An editor’s job is like solving a jigsaw puzzle where your job is to put pieces of the puzzle together. Says he, “You need a lot of patience. You have to go through the film and edit it several times, even if it demands you to watch and edit it 100 times. If you don’t have patience, you are going to lose out on a lot of details which may be important to the film. Every time you watch a film, you find something new and different.”
One of the most important things in film editing is to follow a rhythm and keep pace with the way the film unfolds. When you put the shots together, you have to keep pace with the beats in the film and be in sync.
“You must listen to a lot of music and be in love with music and be open to listening to all kinds of genres, because you never know what will match your visual,” says Warrior adding that a film editor also needs to be tech-friendly. “Keeping abreast and staying updated with technology helps because it is changing by the day.

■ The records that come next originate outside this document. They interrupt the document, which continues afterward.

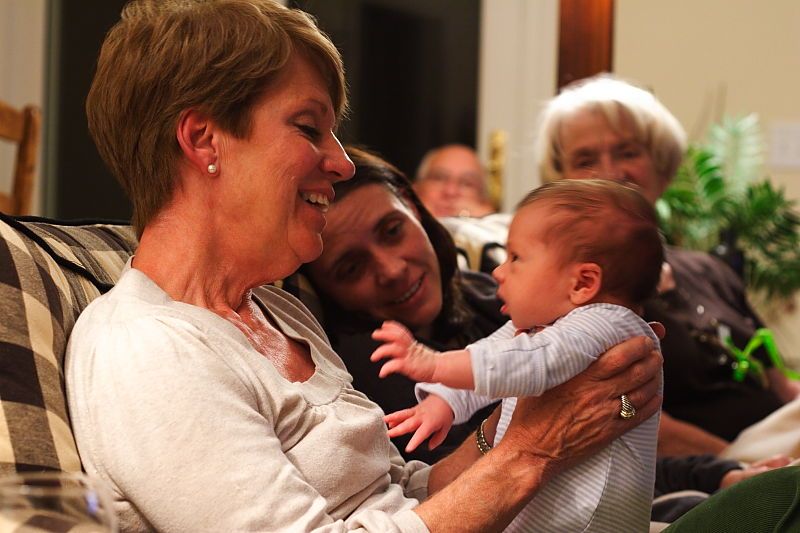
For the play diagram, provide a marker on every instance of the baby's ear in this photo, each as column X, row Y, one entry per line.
column 587, row 278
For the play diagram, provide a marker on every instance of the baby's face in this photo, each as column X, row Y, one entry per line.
column 534, row 283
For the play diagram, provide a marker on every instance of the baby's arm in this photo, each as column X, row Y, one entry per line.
column 417, row 361
column 432, row 417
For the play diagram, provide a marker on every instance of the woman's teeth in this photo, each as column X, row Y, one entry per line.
column 316, row 199
column 409, row 293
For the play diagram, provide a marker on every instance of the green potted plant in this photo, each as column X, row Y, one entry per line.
column 720, row 202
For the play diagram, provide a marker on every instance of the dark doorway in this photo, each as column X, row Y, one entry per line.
column 412, row 69
column 85, row 188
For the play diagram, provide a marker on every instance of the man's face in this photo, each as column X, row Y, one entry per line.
column 454, row 184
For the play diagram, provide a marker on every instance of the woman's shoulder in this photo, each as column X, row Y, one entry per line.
column 290, row 307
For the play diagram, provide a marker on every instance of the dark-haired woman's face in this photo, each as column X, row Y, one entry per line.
column 377, row 259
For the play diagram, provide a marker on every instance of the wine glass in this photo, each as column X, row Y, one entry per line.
column 55, row 501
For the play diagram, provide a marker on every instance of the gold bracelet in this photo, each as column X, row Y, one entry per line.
column 480, row 438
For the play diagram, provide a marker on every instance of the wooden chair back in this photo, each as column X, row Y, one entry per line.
column 20, row 127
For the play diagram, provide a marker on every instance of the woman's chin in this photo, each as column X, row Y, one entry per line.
column 308, row 249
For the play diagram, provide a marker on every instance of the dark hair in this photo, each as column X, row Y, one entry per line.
column 607, row 223
column 372, row 169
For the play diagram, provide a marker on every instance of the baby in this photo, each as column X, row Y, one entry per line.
column 582, row 257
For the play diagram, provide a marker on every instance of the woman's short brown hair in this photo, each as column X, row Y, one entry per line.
column 167, row 56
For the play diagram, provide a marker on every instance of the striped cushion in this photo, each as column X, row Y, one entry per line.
column 49, row 272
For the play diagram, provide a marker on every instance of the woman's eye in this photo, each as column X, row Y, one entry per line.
column 349, row 271
column 393, row 230
column 309, row 131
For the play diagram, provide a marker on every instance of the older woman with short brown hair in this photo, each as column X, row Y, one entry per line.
column 209, row 403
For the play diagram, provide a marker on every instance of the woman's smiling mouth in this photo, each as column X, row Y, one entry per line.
column 409, row 293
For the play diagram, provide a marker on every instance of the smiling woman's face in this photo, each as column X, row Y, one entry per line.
column 377, row 259
column 591, row 148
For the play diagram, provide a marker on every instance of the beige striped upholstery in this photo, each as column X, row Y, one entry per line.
column 49, row 272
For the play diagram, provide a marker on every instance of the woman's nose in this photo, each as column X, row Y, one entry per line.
column 336, row 162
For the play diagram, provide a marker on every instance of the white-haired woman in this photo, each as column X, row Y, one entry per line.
column 606, row 127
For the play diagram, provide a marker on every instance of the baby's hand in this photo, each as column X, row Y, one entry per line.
column 406, row 355
column 432, row 416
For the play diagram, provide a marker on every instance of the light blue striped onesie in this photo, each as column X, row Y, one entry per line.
column 608, row 492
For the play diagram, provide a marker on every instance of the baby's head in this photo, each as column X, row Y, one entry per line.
column 575, row 242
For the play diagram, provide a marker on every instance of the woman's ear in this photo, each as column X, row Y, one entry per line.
column 587, row 278
column 196, row 135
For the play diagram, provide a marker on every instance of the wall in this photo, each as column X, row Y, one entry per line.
column 22, row 56
column 704, row 58
column 519, row 43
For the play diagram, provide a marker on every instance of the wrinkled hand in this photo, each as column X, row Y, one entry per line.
column 407, row 356
column 432, row 417
column 753, row 469
column 579, row 417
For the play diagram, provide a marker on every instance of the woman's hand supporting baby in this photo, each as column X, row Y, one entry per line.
column 417, row 361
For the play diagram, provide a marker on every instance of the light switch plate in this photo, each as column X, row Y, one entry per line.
column 784, row 145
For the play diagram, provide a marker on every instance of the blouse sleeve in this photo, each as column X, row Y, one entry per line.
column 187, row 439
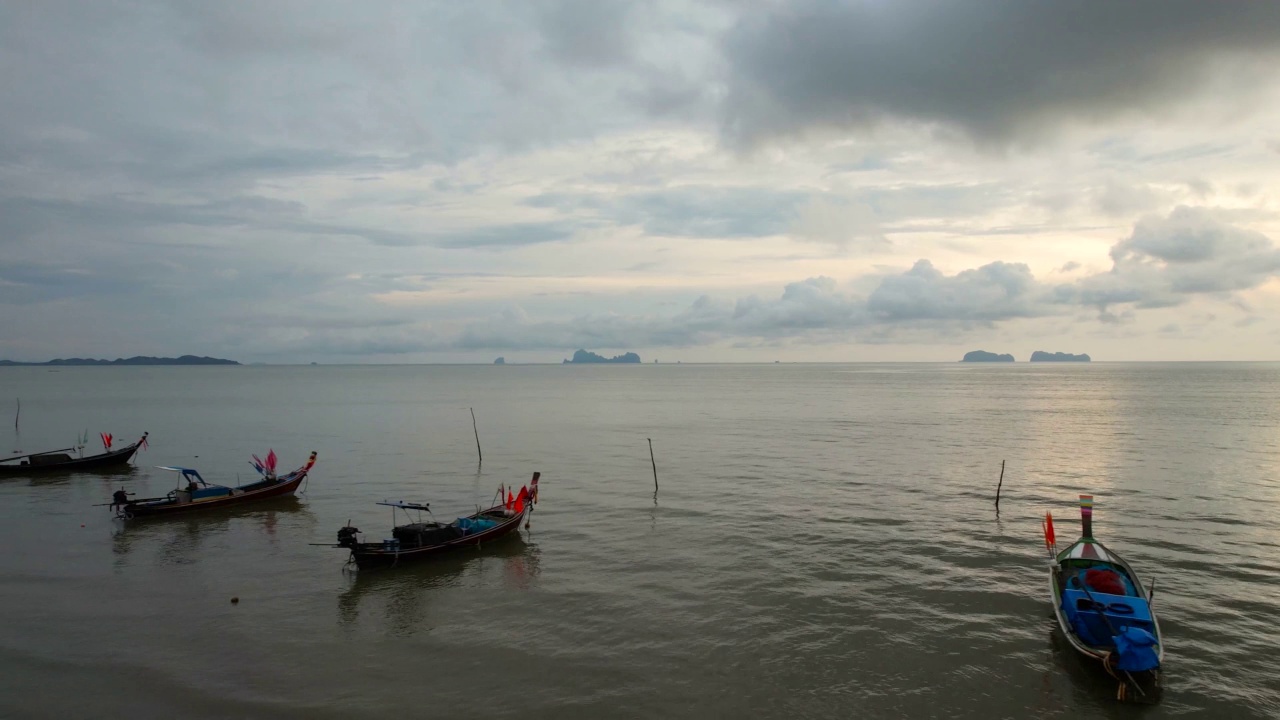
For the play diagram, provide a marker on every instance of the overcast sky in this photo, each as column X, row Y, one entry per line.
column 720, row 181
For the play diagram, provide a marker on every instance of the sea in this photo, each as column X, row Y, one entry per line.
column 821, row 541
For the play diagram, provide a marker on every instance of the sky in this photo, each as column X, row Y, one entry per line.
column 718, row 181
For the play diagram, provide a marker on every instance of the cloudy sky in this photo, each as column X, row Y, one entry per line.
column 717, row 181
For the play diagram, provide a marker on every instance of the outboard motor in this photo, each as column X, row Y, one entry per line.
column 347, row 537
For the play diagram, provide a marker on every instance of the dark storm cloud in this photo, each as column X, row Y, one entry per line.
column 995, row 69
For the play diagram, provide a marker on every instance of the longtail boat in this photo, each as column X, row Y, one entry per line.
column 196, row 495
column 423, row 540
column 1104, row 610
column 62, row 461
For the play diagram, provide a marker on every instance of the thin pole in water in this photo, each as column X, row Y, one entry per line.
column 654, row 463
column 1000, row 486
column 476, row 431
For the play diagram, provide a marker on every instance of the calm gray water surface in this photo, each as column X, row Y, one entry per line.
column 823, row 543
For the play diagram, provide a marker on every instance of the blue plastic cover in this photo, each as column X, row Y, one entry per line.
column 1136, row 650
column 475, row 525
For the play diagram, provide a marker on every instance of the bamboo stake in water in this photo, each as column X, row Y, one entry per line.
column 654, row 463
column 1000, row 486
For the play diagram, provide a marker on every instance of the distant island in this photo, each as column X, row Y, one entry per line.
column 584, row 358
column 135, row 360
column 1041, row 356
column 983, row 356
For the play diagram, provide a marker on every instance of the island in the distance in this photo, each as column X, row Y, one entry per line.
column 583, row 358
column 983, row 356
column 1041, row 356
column 135, row 360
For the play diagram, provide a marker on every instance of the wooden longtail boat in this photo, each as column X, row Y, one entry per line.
column 197, row 495
column 60, row 460
column 1104, row 610
column 420, row 541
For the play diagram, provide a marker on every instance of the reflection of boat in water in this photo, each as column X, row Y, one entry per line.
column 60, row 461
column 199, row 495
column 420, row 541
column 178, row 538
column 405, row 597
column 1104, row 610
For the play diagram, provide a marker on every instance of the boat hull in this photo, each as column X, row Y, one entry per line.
column 371, row 556
column 101, row 461
column 1147, row 680
column 164, row 509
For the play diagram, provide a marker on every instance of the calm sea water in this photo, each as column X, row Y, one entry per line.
column 823, row 541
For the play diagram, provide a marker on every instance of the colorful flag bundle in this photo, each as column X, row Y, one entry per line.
column 264, row 466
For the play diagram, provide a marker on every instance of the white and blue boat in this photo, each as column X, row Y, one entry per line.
column 1104, row 609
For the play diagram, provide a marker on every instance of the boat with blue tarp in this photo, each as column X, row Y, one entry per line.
column 1104, row 609
column 420, row 540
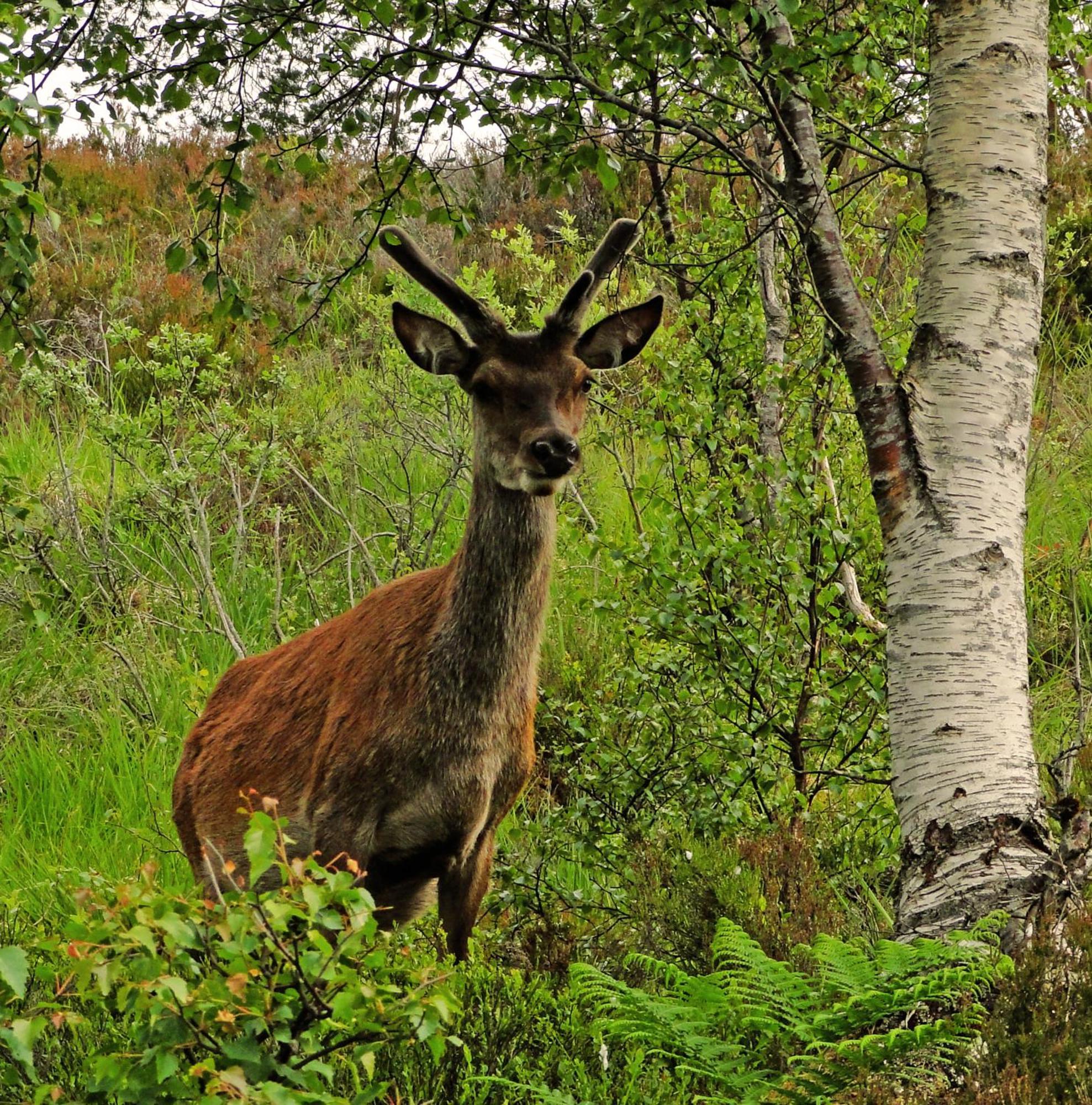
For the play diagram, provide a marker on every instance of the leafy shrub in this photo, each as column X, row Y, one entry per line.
column 757, row 1030
column 275, row 997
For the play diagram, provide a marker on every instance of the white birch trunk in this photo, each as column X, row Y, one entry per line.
column 966, row 784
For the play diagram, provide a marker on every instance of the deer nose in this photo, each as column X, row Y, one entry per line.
column 557, row 454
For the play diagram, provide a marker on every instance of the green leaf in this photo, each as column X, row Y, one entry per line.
column 15, row 970
column 260, row 844
column 20, row 1040
column 176, row 257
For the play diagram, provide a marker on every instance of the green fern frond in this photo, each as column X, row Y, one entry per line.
column 903, row 1008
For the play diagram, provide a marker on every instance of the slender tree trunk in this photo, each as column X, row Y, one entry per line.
column 947, row 452
column 965, row 776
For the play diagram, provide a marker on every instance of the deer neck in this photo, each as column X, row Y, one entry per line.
column 488, row 646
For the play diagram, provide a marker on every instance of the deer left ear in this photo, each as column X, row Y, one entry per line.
column 621, row 336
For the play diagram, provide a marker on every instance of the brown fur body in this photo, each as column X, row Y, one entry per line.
column 400, row 733
column 435, row 673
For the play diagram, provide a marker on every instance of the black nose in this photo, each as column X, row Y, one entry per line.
column 557, row 454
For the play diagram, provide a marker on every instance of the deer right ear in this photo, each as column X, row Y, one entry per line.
column 432, row 345
column 621, row 336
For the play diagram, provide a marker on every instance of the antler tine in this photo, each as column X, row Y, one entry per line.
column 617, row 243
column 480, row 322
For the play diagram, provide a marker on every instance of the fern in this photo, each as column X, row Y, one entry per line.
column 761, row 1033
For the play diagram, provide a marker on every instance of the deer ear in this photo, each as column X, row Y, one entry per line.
column 435, row 346
column 621, row 336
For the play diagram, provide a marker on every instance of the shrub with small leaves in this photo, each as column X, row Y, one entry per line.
column 273, row 997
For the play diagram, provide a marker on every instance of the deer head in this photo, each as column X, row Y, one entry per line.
column 530, row 392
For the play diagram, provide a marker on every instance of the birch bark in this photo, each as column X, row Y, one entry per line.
column 965, row 776
column 946, row 446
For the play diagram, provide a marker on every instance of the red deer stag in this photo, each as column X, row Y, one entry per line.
column 402, row 732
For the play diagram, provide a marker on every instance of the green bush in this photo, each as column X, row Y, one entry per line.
column 275, row 997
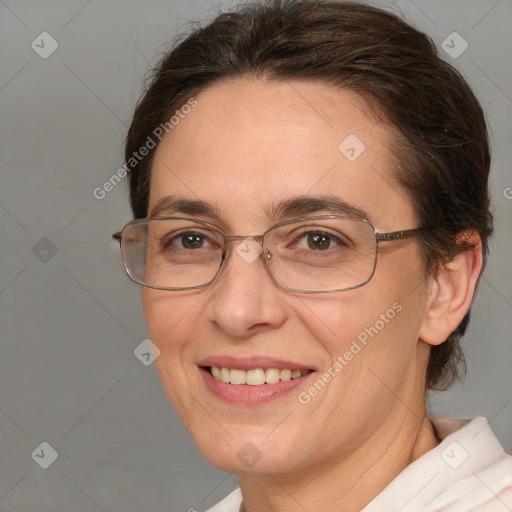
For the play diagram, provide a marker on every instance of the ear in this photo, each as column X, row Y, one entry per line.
column 452, row 291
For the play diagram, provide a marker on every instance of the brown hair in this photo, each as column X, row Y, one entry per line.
column 441, row 149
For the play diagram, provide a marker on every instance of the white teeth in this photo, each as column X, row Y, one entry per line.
column 285, row 375
column 216, row 372
column 255, row 377
column 237, row 376
column 271, row 376
column 224, row 375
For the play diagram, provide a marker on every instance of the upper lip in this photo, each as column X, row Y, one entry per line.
column 251, row 363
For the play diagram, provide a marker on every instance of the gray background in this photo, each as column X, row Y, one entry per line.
column 70, row 321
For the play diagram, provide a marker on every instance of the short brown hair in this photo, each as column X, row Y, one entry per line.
column 441, row 151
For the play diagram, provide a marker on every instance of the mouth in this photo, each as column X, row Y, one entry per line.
column 253, row 381
column 256, row 376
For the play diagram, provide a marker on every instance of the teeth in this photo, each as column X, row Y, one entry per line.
column 255, row 377
column 237, row 376
column 271, row 376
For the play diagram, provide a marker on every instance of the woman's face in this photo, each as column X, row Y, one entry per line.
column 246, row 146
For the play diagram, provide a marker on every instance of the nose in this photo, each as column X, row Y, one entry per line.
column 244, row 299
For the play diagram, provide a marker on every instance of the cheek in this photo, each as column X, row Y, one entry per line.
column 168, row 318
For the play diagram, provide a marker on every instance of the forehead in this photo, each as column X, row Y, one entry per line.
column 251, row 144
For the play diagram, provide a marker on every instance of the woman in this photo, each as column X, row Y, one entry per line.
column 309, row 183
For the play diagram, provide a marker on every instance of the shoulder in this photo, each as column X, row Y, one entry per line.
column 231, row 503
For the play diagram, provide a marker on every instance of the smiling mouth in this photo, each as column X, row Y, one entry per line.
column 256, row 376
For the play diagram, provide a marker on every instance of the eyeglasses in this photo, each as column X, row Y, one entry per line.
column 321, row 254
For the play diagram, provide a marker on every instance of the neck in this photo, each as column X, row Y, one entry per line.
column 348, row 482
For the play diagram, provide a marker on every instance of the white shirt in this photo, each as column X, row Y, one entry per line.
column 467, row 472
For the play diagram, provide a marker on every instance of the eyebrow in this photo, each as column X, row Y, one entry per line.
column 286, row 208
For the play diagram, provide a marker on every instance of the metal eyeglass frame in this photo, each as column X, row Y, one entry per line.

Every day a new resolution and format keeps coming up and you have to know all of them. Similarly, being a good listener is extremely important — everyone around you has a better idea, so be open to seeking their opinion and advice, even if it is a peon working in your company,” he quips.
Sharing his expertise on trailer editing, Kajale said that as a trailer editor, you must make the audience buy the movie tickets. “We get to see the film in the nascent stage and find its treatment — deciphering the art point of view, finding the genre, target audience. Making a trailer is compiling all the interesting parts of the film and putting the best shots together. There is no thumb rule, you have to create the connect here,” he says.
Kajale watches a film 3-4 times before sitting down to work towards making the trailer. “There is no right or wrong way to do it, as long as all the right aspects come into the picture, you are right. Your job is to capture the soul — once you get the soul of the film in tandem, half the battle is won.”
Ask Kajale how much should one reveal in the trailer and he says, “Don’t reveal the trump card, however, maintain clarity and hit the nail right at its head. Yo have to be different in your approach. Don’t undermine the capacity of the audience, push the envelope hard, so let them guess. Keeping the true essence of the film Manto, I would say ‘Sawaal yeh hai ki jo cheez jaisi hai waisi hi pesh ki jaye.’ Sometimes the performances of actors uplift the whole look and feel of the film/trailer,” he concludes.